What is your award project aiming to achieve?
My project is about finding smart, technological solutions that will allow more people to partake in agriculture. The aim is to improve the monitoring of crops and, in particular, the environmental changes affecting crops. This monitoring will ensure the production of good quality produce by informing the farmer when to harvest. There are different time periods for harvesting depending on whether you want to sell locally, for export, or if you want to store the crop. For example, if you want to export strawberries, they can’t be 100% ripe; because they’ll go bad by the time they reach their importer.
Those wanting to export their produce also have another problem. After harvesting, the produce is either sorted by hand or in centers. If just one product turns bad, then the entire batch will be compromised and sent back. So you need to have sensors to perform pre-harvesting as well as post-harvesting monitoring.
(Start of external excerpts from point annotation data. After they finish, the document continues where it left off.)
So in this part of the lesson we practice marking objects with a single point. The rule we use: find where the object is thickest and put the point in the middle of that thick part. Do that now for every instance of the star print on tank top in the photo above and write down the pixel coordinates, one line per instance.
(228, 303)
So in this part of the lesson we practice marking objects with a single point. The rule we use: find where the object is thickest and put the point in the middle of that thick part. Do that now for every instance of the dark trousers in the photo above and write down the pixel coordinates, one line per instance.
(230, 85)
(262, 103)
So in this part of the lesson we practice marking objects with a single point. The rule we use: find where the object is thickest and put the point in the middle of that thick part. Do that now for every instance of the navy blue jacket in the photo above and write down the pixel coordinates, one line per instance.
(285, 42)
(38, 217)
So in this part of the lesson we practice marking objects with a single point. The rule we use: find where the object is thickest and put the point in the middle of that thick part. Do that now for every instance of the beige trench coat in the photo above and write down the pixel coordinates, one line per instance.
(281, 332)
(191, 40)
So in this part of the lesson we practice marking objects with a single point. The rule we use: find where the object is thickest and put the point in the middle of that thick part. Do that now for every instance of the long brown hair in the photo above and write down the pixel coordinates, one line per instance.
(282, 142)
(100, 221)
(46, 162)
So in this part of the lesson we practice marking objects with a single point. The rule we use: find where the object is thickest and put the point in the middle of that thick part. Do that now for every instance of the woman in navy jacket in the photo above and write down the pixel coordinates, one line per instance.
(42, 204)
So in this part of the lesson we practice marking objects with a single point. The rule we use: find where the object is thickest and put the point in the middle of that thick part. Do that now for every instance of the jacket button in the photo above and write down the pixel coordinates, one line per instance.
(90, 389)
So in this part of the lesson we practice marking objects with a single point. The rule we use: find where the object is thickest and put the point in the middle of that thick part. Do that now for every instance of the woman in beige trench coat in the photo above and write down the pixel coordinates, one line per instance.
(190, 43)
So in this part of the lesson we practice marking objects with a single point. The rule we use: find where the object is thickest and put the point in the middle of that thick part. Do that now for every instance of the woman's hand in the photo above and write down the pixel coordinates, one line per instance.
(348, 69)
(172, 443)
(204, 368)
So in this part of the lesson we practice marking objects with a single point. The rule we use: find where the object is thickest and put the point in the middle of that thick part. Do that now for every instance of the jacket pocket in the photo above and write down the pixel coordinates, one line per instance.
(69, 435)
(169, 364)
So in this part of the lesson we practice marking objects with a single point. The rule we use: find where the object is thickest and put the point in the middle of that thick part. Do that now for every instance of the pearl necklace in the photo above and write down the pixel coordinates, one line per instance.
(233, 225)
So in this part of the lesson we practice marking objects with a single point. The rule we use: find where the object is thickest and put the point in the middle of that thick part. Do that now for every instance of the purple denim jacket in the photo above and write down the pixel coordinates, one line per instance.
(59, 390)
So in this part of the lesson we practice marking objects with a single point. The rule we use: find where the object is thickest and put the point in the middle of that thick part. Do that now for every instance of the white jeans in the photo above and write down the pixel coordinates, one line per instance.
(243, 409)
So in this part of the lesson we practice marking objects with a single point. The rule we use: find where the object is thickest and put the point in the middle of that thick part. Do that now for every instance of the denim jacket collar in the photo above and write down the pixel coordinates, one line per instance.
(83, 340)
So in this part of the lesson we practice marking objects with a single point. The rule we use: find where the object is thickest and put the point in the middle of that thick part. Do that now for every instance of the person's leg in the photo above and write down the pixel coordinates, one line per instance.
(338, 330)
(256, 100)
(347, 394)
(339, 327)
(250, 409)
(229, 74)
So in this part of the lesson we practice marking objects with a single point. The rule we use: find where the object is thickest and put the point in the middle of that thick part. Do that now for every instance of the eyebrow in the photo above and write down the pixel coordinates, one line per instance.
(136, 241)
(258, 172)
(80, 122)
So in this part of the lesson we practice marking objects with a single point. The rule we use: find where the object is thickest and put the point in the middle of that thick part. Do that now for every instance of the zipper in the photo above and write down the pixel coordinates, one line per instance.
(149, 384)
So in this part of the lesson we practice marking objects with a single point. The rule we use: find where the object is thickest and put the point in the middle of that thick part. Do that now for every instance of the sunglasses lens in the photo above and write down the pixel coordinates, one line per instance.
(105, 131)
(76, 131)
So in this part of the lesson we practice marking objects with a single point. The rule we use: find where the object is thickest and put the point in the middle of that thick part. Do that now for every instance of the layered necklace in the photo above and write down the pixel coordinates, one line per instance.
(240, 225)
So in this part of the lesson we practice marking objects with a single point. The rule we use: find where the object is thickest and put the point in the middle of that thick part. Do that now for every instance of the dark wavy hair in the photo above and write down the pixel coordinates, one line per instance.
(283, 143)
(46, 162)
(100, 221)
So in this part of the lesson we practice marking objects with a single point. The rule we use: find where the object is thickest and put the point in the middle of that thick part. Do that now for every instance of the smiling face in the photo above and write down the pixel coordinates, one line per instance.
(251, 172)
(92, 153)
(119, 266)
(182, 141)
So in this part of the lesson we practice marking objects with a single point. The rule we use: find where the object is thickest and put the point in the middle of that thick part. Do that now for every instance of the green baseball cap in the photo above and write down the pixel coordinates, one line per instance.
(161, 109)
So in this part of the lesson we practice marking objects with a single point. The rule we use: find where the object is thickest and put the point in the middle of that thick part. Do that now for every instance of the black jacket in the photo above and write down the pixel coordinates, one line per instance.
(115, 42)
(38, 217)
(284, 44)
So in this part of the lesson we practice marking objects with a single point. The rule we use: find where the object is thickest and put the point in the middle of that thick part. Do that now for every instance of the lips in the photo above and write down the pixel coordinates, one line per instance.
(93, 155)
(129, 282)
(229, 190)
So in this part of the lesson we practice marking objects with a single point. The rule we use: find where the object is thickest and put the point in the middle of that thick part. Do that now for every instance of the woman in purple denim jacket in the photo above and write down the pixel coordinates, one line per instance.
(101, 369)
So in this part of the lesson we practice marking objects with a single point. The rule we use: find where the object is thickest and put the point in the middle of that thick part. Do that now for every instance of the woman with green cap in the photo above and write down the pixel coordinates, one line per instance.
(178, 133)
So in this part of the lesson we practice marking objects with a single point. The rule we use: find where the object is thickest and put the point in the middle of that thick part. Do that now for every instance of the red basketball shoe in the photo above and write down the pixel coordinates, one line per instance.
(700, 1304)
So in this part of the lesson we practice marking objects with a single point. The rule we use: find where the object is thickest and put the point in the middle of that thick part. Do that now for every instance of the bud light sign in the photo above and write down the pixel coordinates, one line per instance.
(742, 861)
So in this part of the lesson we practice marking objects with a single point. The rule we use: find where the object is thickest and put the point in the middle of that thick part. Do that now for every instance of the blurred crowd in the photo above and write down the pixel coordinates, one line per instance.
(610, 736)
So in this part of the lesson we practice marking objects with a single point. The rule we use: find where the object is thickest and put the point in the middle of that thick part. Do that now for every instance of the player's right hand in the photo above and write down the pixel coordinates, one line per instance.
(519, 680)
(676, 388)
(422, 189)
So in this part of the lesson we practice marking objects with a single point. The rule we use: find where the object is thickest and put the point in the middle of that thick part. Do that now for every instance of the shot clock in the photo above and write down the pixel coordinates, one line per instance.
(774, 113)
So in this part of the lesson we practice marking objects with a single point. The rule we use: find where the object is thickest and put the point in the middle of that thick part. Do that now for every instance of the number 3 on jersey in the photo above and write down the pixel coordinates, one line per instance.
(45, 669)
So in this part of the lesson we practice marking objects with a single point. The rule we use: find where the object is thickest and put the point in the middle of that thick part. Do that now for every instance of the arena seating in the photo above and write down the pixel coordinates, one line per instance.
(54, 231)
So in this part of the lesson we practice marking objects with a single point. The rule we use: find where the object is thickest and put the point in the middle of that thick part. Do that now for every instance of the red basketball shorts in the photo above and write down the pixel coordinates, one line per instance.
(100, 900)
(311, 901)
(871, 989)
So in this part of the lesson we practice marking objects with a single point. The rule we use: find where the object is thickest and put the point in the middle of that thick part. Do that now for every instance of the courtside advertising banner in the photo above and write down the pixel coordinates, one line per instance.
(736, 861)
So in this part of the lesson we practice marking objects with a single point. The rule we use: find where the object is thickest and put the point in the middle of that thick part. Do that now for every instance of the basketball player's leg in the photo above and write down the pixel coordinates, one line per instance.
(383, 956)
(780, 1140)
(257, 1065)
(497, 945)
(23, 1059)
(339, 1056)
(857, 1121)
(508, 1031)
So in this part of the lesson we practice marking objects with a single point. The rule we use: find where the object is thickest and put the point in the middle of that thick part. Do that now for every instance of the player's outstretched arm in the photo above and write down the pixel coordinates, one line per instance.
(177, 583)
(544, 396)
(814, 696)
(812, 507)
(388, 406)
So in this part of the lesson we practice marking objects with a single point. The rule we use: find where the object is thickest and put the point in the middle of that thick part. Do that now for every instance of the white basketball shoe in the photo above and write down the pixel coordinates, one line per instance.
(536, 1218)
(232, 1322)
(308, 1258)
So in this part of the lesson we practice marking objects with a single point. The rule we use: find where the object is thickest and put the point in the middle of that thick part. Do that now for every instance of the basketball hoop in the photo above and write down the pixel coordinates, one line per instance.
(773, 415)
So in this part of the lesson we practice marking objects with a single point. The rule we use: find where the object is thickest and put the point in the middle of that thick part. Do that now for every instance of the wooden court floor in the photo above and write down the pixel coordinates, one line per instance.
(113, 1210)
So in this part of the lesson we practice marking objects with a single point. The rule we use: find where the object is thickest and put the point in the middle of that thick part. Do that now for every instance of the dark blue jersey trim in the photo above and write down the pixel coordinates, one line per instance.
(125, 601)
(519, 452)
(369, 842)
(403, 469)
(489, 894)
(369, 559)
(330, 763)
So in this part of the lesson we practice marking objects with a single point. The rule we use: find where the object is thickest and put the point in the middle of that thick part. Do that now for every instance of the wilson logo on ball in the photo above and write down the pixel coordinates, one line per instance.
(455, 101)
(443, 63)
These sensors which monitor things like temperature and humidity are the core of my research.
How did you get the idea to apply for the fellowship?
Because of the high-tech nature of the project, I had to look for funding to cover the costs and traveling expenses. As a member of the Scientific Research Group in Egypt, I was aware that UNESCO, in collaboration with other companies, was offering these awards. I looked through their website, and that’s when I applied for the L’Oréal-UNESCO fellowship online.
Do you have a deadline for completing this project?
The first part of the project, for which I got the fellowship, is almost done. This is basically a hardware and software demonstrator. The prototype will be complete in a matter of three to four months. As for the post-harvesting sensors, we’re still gathering information. I will use my financial award, that is 10,000 euros, to get more results.
How implementable will this system be here in Egypt?
On the one hand, I have gone around asking farmers what they need to improve their yield, so I know it will make their lives easier. If a farmer installs these sensors, he will have a sustainable alternative to costly traditional means. Even if the farmer can’t afford all of the parts, I can customize something for him that can make him forego parts of it, like the cameras. On the other hand, the local farmer will need justification and a strong incentive to make this change. The problem we face is the culture of resistance to anything new. To prepare myself for this challenge, I started learning about marketing, budgeting, writing proposals, and how to see your ideas through. I am hoping that when the prototype is built we will be able to attract industrial partners.